The process has been straightforward enough: Use social media to stoke fear and anger for stereotyped, vilified, and hated others, and watch your wealth and power grow. The presidential election in November 2024 followed this perverse logic of digital media. Tech billionaires got involved in politics to keep the binary processes in place that made them wildly rich. Politicians doubled down on dispensing with any need to be truthful in favor of using information to stoke the fear and anger that would energize votes.
Religions that have allied themselves with nationalist movements have played a role in furthering this fall into digital demonization. But there’s nothing in most religions that requires such a mistaken engagement with the morally lazy, destructive binaries of nationalism.
In fact, religions have ample resources to push back against the distortion of these digital and political processes. Religions understand that human beings have a value that can’t be limited by national borders. They also have long traditions of welcoming strangers and loving enemies and finding the divine in the outcast “other”–all considered impossibilities in a world ruled by zeroes and ones.
To be sure, philosophers have objected to the haziness of appeals to dignity. The concept can mean almost anything, some say. Or the concept is criticized as a vague rhetorical device invoked to say that we all agree about some complex thing when we actually don’t. Or dignity just means the freedom to choose whatever we want and we shouldn’t make it more complicated than that.
But I think these criticisms are mistaken.
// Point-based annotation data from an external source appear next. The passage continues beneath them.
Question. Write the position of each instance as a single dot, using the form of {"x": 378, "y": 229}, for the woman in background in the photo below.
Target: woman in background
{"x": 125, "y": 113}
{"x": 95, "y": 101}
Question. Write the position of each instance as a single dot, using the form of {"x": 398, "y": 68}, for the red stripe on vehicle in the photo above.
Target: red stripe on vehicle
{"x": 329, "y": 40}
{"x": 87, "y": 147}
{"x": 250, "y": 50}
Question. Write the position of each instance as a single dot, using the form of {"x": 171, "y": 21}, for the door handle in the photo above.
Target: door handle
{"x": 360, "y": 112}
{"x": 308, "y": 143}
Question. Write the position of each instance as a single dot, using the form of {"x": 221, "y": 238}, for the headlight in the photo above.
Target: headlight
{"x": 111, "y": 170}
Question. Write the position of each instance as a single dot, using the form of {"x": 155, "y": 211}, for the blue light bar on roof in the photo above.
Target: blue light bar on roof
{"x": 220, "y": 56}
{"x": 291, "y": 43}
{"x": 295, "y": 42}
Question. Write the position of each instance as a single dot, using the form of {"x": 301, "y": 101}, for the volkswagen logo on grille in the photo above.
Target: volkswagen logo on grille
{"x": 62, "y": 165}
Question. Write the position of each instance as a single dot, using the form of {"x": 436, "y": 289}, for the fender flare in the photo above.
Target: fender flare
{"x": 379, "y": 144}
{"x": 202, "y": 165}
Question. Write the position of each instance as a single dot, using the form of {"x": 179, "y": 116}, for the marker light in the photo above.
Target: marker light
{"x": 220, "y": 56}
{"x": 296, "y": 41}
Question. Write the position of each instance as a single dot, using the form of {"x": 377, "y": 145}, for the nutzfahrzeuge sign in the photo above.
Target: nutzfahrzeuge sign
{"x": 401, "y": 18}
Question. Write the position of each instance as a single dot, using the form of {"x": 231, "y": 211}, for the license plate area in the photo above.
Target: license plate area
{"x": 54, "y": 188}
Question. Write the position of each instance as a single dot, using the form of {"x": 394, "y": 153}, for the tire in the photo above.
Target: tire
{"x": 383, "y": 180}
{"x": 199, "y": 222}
They presume a need for theoretical clarity that is incompatible with the concrete, truthful force of dignity. We sense and recognize and respect a visceral, inalienable goodness in any person and call that dignity. We see a man affirm the truth in the face of threatening power and we recognize his dignity. We see a man fawn over a liar’s lies and we recognize the fawning man’s indignity. In the face of digital demonization, religions should insist on three dimensions of this visceral concept.
First, there’s dignity understood as the inalienable capacity of every person for freedom and responsibility in a context of truth and goodness. Even when we use our freedom wrongly, we may impair our dignity, but we don’t lose it. It remains with us as an awareness of guilt and as a capacity for change. The blinding speed of our digital lives can deceive us into thinking that we’ve lost our freedom. But we haven’t. Even when we become a demonizer on social media, we’re responsible for doing so.
Second, this inalienable dignity belongs equally to all. Of course, people are different. But in an essential way there is an equal quality of dignity belonging to all that is constantly threatened in our digital world. Pope Francis spoke of this threat when he said: “No one will ever openly deny that they are human beings, yet in practice, by our decisions and the way we treat them, we can show that we consider them less worthy, less important, less human.”
Third, there is dignity understood as the cry that says: “I belong! No one may cast me out of the community of humankind!” Dignity understood in this way can help push back against the digital forces of relentless division. Pope Francis captured the tenor of those forces when he said: “New walls are erected for self-preservation, the outside world ceases to exist and leaves only ‘my’ world, to the point that others, no longer considered human beings possessed of an inalienable dignity, become only ‘them.’”
Digital demonization is incompatible with human dignity. Religions need to lead our badly needed cultural change.